Dialogflow CX currently provides several built-in integrations with other conversation platforms. These integrations provide a user interface to the end-user, and they call the Dialogflow API for you. All you need to do is build your agent and optionally implement a webhook service. Each integration handles interactions in a platform-specific way, so see the specific integration documentation for details.
For each conversational turn, an interaction takes place. During an interaction, an end-user sends input to Dialogflow, and Dialogflow sends a response. You have two options when implementing your system to handle interactions: using the API or using an integration.
When using the API, your system needs to handle the following:
- Build an agent.
- Provide a user interface for end-users.
- Call the Dialogflow API for each conversational turn to send end-user input to the API.
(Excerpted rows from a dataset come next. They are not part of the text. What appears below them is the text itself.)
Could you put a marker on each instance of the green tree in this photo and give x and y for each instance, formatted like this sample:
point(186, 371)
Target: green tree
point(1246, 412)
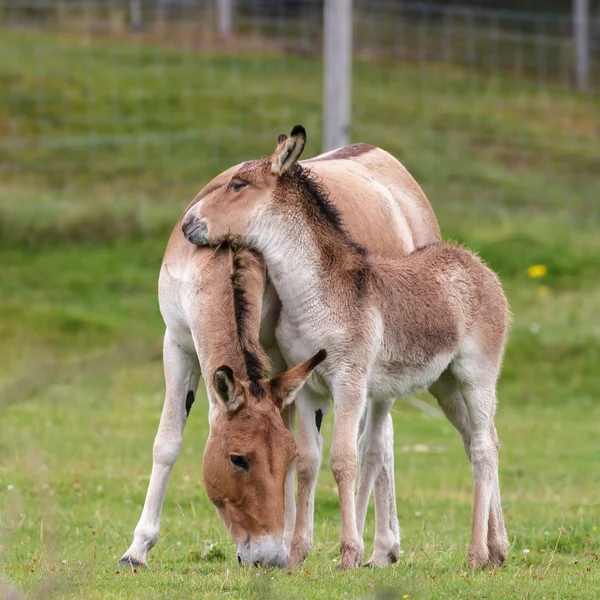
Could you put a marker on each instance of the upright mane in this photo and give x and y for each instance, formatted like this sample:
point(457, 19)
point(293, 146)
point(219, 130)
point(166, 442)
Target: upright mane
point(246, 266)
point(318, 195)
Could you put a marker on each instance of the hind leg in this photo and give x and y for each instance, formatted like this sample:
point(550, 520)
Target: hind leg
point(386, 549)
point(450, 398)
point(376, 470)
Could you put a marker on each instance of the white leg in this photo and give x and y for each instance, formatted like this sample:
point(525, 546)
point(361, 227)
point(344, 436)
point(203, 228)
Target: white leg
point(181, 378)
point(349, 403)
point(289, 419)
point(386, 549)
point(308, 461)
point(447, 392)
point(371, 454)
point(288, 415)
point(497, 538)
point(481, 404)
point(453, 402)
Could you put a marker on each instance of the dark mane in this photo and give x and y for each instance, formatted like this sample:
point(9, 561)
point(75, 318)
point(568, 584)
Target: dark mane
point(318, 195)
point(254, 358)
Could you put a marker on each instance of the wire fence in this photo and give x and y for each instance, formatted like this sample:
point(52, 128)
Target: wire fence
point(148, 99)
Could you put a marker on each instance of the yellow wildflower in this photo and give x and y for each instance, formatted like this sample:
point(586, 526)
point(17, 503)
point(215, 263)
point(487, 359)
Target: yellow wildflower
point(543, 291)
point(536, 271)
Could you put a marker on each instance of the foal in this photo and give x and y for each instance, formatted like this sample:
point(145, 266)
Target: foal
point(436, 319)
point(211, 301)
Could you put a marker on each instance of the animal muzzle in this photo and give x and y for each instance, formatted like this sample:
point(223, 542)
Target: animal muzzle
point(195, 230)
point(263, 552)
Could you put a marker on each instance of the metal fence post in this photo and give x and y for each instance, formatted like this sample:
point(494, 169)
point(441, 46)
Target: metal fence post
point(135, 14)
point(225, 16)
point(581, 35)
point(337, 72)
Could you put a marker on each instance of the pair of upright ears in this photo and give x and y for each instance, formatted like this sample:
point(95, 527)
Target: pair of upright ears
point(288, 151)
point(281, 389)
- Unless your agent responses are purely static (uncommon), you need to host a webhook service to handle webhook-enabled fulfillment.
When using an integration, your system only needs to handle the following:
- Build an agent.
- Optionally implement a webhook service.
The following diagram shows the steps that take place for one conversational turn of a session.
- The end-user types or says something, known as end-user input.
- Your user interface or integration system receives the input and forwards it to the Dialogflow API in a detect intent request.
- The Dialogflow API receives the detect intent request. It matches the input to an intent or form parameter, sets parameters as needed, and updates session state. If it needs to call a webhook-enabled fulfillment, it sends a webhook request to your webhook service, otherwise, go to step 6.
- Your webhook service receives the webhook request. Your service takes any actions necessary, like calling external APIs, querying or updating a database, etc.
- Your webhook service builds a response and sends a webhook response back to Dialogflow.
- Dialogflow creates a detect intent response. If a webhook was called, it uses the response provided in the webhook response. If no webhook was called, it uses the static response defined in the agent. Dialogflow sends a detect intent response to your user interface or integration system.
- Your user interface or integration system receives the detect intent response and forwards the text or audio response to the end-user.
- The end-user sees or hears the response.